Cumulative effects of mutations in newly synthesised mitochondrial aspartate aminotransferase on uptake into mitochondria.

Mutant genes were constructed which coded for the precursor form of mitochondrial aspartate aminotransferase in which residue cysteine 166 was mutated to either serine or alanine and for forms of the protein lacking both the presequence and residues 1-9 of the mature protein but carrying the same cysteine mutations. The protein products of all of these mutant genes were imported into mitochondria that had been added to the expression system but with varying degrees of efficiency. The results showed that the effects of mutation of cysteine 166 and of deletion of residues 1-9 of the mature protein on sequestration into mitochondria were essentially cumulative, suggesting that these parts of the protein are involved in distinct steps on the recognition/uptake pathway.

Lack of correlation between mRNA expression and enzymatic activity of the aspartate aminotransferase isoenzymes in various tissues of the rat.
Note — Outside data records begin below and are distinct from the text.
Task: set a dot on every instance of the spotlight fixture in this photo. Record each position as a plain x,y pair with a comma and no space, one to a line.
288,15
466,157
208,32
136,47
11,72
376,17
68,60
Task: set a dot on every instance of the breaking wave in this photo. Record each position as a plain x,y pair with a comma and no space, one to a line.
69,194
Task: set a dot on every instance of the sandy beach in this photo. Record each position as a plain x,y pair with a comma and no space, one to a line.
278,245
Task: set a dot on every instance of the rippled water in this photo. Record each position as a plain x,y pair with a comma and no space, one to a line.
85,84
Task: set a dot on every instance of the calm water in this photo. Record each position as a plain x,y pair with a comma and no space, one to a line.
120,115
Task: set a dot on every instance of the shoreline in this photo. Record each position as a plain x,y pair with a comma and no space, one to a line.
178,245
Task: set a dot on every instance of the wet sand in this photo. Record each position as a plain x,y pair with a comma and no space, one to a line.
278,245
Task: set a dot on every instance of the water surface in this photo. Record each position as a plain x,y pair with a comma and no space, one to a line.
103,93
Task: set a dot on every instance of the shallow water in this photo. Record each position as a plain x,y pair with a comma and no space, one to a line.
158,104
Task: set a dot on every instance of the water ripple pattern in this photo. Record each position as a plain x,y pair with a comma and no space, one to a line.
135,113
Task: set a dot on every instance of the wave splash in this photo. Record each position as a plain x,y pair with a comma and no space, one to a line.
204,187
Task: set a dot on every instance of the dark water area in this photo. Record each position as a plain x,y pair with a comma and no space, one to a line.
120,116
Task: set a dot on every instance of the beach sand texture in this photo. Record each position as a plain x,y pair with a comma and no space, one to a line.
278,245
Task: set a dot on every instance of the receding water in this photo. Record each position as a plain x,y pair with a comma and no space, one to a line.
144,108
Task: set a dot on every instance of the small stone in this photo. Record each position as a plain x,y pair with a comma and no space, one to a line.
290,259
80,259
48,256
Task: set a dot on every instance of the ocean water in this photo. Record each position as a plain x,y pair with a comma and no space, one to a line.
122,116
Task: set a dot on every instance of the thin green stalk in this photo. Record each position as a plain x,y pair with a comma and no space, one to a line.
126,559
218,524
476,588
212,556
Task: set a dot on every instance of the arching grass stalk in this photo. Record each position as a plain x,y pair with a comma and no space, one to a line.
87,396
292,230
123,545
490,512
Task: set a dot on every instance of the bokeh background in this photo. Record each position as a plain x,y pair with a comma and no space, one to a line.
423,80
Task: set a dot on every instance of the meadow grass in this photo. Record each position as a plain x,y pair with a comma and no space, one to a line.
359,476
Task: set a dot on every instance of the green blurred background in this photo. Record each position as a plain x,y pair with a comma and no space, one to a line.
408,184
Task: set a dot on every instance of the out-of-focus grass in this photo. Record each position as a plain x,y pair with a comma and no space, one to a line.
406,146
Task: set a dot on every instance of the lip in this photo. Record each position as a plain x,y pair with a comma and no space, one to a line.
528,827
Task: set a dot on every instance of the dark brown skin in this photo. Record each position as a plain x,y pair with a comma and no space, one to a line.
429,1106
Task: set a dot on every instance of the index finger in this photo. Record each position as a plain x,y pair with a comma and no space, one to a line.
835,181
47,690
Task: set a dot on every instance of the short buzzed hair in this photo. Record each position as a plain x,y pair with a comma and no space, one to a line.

Little is known about control of expression of basal levels of the aspartate aminotransferases which are ubiquitous 'house keeping' enzymes in vertebrates. We have measured both mRNA and activity levels for both isoenzymes in various rat tissues as a function of age. Patterns of mRNA expression for the two isoenzymes were similar in a particular tissue about differed widely between tissues. Surprisingly, there was no simple correlation between mRNA levels and specific activities of the enzyme products. We conclude that translation for mRNA for these two isoenzymes is subject to tissue-specific, and in some cases age-related, regulation.